62. Deputy Seamus Kirk asked the Minister for Health the latest developments regarding hospital consultants' working practices; and if he will make a statement on the matter. [48943/12]

View answer

Written answers

I propose to take Questions Nos. 56 and 62 together.

The measures agreed between health service management and the consultant representative bodies at the Labour Relations Commission in September will allow for very significant reforms in how services are delivered and will ultimately lead to improved outcomes for users of the services. The agreement encompasses a range of flexibilities centred on enhancing productivity and efficiency on an ongoing basis and on maximising the availability of consultants, as key clinical decision-makers. Health service managers are proceeding with implementation of these measures as appropriate to each site and service, with effect from 5 November, in line with the procedures provided for in the Public Service Agreement.
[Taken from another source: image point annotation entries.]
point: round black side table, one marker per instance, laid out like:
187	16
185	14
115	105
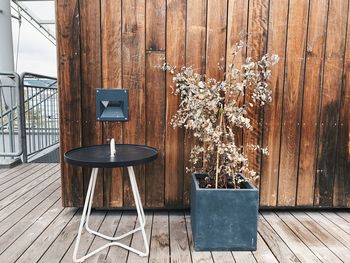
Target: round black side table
98	156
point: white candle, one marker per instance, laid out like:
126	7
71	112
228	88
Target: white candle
112	147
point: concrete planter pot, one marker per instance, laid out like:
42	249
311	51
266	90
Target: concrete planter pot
224	219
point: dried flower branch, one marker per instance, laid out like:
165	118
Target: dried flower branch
210	108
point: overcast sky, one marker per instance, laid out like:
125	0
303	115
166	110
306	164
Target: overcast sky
36	54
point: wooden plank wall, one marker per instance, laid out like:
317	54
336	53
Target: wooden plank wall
117	43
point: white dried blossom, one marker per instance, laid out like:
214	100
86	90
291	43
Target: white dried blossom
210	108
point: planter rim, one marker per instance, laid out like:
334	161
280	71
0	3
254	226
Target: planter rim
252	187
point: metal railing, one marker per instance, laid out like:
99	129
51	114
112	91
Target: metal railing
10	116
29	123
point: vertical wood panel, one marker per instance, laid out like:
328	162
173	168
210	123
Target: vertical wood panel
175	55
292	101
90	80
257	40
114	44
155	25
69	81
216	37
332	79
341	197
312	89
237	28
155	99
133	70
195	56
155	128
112	78
272	112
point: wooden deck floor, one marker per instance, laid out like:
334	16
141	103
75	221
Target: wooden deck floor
35	228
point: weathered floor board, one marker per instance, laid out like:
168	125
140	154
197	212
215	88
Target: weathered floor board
35	228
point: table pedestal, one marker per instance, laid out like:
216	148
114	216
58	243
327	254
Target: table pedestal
86	216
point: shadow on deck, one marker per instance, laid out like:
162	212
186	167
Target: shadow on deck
35	228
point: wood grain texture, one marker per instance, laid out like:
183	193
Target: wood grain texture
155	25
115	44
292	101
111	42
341	196
69	83
155	128
216	38
91	79
42	231
174	170
315	48
331	94
133	74
196	19
277	37
257	43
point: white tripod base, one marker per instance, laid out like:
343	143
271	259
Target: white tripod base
86	216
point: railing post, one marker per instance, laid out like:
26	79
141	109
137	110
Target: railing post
22	119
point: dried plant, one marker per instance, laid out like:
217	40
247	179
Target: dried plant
215	110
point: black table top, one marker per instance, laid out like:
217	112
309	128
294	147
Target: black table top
98	156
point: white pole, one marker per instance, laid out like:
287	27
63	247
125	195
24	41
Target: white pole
6	42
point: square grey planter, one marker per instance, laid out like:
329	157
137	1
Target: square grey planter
224	219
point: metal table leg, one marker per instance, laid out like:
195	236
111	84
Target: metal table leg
86	216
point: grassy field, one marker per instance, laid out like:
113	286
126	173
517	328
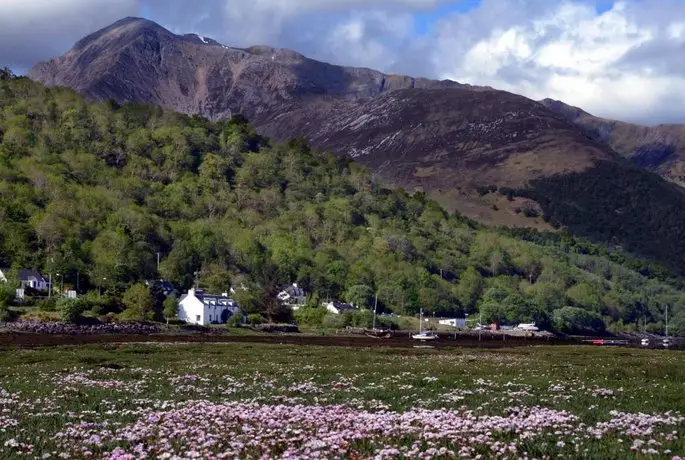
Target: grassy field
240	400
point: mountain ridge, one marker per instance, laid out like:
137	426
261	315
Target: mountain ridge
493	156
657	148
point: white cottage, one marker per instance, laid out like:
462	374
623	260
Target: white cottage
338	308
197	307
293	296
28	279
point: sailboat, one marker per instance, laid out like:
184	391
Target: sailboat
423	335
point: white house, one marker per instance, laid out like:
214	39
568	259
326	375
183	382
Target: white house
197	307
293	296
339	308
28	279
454	322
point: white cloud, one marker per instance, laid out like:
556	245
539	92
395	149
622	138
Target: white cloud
627	63
571	53
33	30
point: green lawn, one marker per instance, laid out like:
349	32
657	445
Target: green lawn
244	400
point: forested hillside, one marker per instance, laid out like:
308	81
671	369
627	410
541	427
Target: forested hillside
94	191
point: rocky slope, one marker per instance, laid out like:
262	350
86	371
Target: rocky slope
442	137
659	148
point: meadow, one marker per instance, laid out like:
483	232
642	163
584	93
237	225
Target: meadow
277	401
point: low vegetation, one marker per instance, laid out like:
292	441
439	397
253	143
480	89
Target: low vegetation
240	401
95	191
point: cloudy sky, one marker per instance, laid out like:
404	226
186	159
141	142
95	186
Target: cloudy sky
618	59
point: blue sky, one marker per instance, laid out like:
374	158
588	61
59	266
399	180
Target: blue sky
621	59
425	20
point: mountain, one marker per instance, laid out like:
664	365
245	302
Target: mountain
442	137
659	148
97	191
493	156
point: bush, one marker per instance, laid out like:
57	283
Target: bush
71	309
236	319
6	295
47	305
333	321
43	316
310	316
6	314
255	319
277	328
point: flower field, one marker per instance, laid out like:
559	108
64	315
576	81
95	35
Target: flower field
269	401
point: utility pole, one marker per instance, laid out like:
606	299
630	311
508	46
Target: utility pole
480	325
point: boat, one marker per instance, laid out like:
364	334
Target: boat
378	333
424	335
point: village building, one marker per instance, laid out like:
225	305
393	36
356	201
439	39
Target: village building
198	307
293	296
28	279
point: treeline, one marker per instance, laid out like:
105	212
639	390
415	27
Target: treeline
96	191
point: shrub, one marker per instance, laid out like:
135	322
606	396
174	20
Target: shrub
6	295
47	305
310	316
43	316
6	314
71	309
255	319
236	319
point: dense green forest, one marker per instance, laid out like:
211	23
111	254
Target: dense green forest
619	203
95	191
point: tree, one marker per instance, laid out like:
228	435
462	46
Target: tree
470	288
360	295
138	302
170	307
577	320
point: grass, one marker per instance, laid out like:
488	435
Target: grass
91	400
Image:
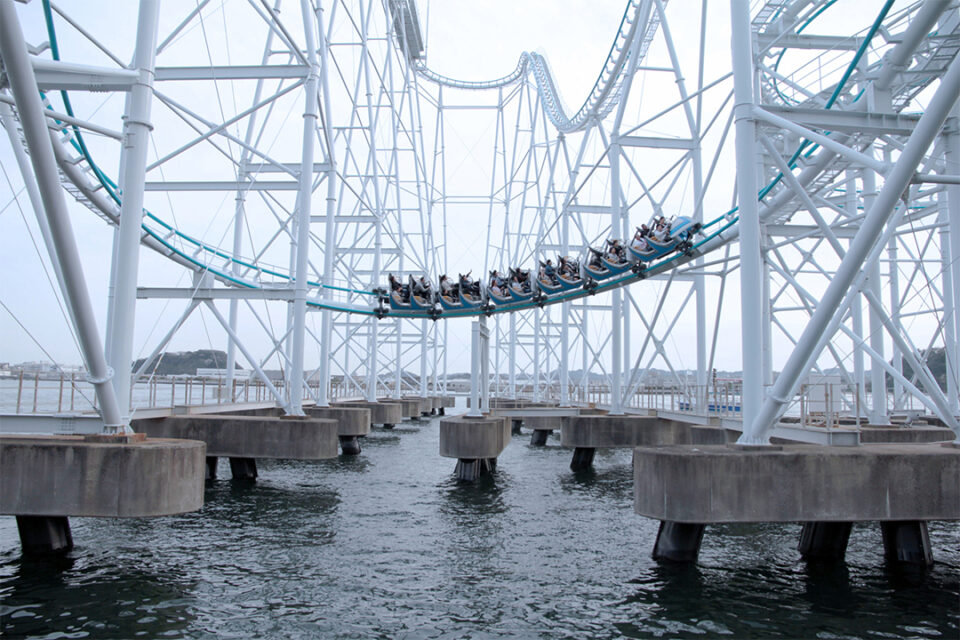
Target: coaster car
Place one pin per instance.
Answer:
(469, 289)
(568, 275)
(519, 286)
(601, 267)
(451, 299)
(681, 228)
(399, 294)
(547, 284)
(421, 298)
(504, 296)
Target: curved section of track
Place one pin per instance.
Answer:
(158, 235)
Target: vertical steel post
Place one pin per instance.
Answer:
(616, 307)
(474, 411)
(330, 226)
(878, 378)
(952, 158)
(870, 231)
(750, 280)
(304, 202)
(23, 86)
(423, 358)
(136, 141)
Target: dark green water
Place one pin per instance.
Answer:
(387, 544)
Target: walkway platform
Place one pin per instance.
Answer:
(386, 413)
(233, 436)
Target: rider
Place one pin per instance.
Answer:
(640, 238)
(421, 287)
(550, 272)
(446, 288)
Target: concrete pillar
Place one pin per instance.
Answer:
(539, 437)
(211, 468)
(678, 541)
(582, 458)
(470, 470)
(824, 541)
(44, 535)
(906, 541)
(243, 468)
(350, 445)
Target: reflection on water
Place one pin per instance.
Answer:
(89, 595)
(390, 544)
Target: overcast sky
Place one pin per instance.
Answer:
(465, 40)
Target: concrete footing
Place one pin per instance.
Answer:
(243, 468)
(582, 458)
(68, 476)
(353, 423)
(824, 541)
(906, 541)
(471, 470)
(539, 437)
(409, 406)
(212, 467)
(473, 439)
(797, 483)
(678, 541)
(386, 414)
(828, 488)
(44, 535)
(350, 445)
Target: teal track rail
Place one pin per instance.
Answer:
(710, 231)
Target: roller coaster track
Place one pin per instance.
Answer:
(88, 184)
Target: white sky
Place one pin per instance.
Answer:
(465, 40)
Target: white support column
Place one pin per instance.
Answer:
(23, 85)
(136, 142)
(871, 230)
(856, 310)
(423, 358)
(949, 324)
(398, 344)
(304, 209)
(894, 280)
(330, 226)
(512, 356)
(536, 355)
(616, 307)
(878, 377)
(484, 346)
(750, 279)
(474, 411)
(952, 154)
(767, 320)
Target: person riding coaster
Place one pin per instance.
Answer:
(497, 287)
(519, 288)
(663, 238)
(399, 293)
(469, 290)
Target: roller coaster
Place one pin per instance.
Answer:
(823, 107)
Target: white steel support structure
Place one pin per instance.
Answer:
(750, 259)
(136, 132)
(304, 199)
(23, 86)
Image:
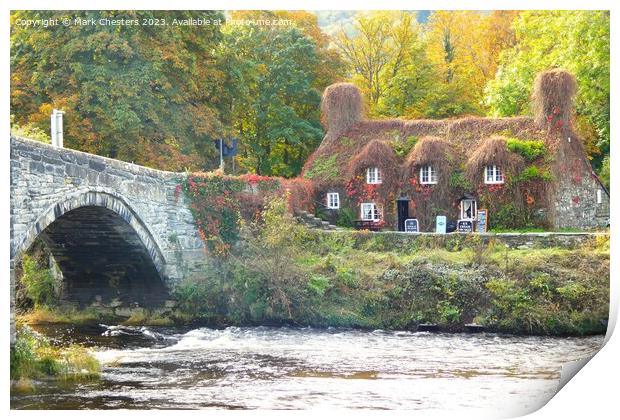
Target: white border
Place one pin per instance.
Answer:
(592, 394)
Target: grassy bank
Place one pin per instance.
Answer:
(33, 357)
(281, 272)
(285, 273)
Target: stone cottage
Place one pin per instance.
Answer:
(519, 172)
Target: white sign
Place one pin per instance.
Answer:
(56, 128)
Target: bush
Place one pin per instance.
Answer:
(532, 173)
(323, 169)
(39, 282)
(530, 150)
(33, 357)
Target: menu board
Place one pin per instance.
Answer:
(465, 226)
(440, 225)
(482, 222)
(411, 226)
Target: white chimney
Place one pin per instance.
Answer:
(56, 126)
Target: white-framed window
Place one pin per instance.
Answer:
(370, 211)
(469, 209)
(493, 175)
(333, 200)
(373, 176)
(428, 175)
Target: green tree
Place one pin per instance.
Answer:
(274, 104)
(575, 40)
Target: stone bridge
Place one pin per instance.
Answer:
(114, 230)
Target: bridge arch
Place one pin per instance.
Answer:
(109, 213)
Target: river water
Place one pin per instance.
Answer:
(300, 368)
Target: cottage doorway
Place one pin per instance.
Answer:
(469, 207)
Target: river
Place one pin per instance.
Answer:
(299, 368)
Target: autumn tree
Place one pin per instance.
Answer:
(148, 94)
(274, 103)
(463, 48)
(380, 48)
(577, 41)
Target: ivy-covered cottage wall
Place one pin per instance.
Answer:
(532, 153)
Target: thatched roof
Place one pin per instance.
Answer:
(349, 135)
(553, 95)
(493, 151)
(428, 150)
(378, 154)
(341, 107)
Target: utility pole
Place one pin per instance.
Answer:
(222, 154)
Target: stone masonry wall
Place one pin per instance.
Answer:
(48, 181)
(575, 195)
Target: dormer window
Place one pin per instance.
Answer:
(428, 175)
(493, 175)
(370, 212)
(373, 176)
(333, 200)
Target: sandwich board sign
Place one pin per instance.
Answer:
(412, 226)
(440, 225)
(465, 226)
(483, 222)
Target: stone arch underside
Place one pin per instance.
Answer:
(103, 251)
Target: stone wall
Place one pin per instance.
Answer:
(576, 190)
(47, 182)
(402, 240)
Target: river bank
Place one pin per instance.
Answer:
(282, 273)
(309, 368)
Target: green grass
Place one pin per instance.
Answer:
(33, 357)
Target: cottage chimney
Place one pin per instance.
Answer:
(554, 91)
(341, 107)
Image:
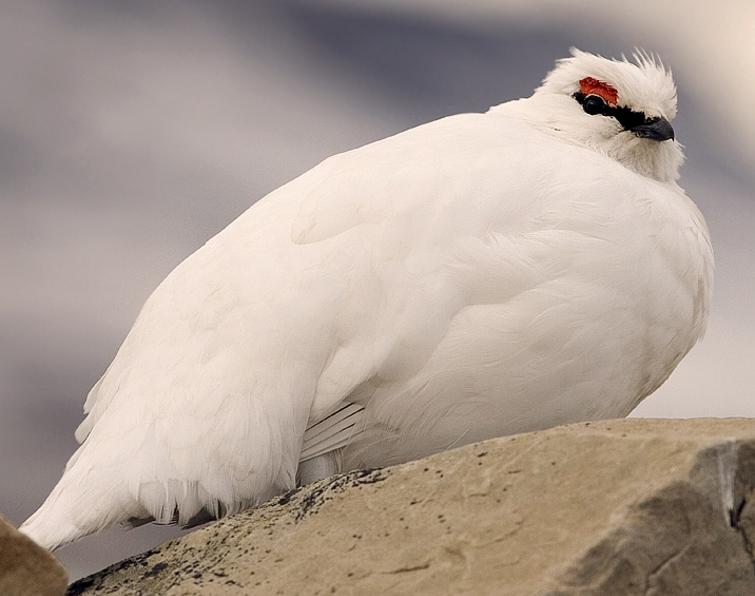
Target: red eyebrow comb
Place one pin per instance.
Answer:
(590, 86)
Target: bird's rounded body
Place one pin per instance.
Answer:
(469, 278)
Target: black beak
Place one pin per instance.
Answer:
(658, 129)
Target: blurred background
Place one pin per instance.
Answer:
(132, 131)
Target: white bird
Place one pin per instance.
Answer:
(476, 276)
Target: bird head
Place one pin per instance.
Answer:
(621, 108)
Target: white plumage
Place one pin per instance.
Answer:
(480, 275)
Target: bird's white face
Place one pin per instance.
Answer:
(619, 108)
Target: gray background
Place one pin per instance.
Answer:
(130, 132)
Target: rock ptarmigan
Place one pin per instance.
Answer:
(476, 276)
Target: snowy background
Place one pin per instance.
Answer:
(130, 132)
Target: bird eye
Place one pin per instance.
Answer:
(594, 104)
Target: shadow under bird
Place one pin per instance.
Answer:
(480, 275)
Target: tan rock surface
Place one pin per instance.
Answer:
(617, 507)
(26, 568)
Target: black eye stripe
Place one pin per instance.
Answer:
(626, 117)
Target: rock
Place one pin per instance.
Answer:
(26, 568)
(618, 507)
On 6 November, the Labour Court issued its recommendations in relation to three matters which had been referred to it. These concern consultants' current "rest day" arrangements, the fee to consultant psychiatrists for giving a second opinion under the Mental Health Act 2001 and the issue of "historic rest days". Health service management will be taking the necessary steps over the coming weeks to give effect to the Court's recommendations.

I look forward to all consultants embracing the changes agreed at the LRC and complying with the terms of the Labour Court recommendations, in the interests of providing the most appropriate and cost-effective services to patients.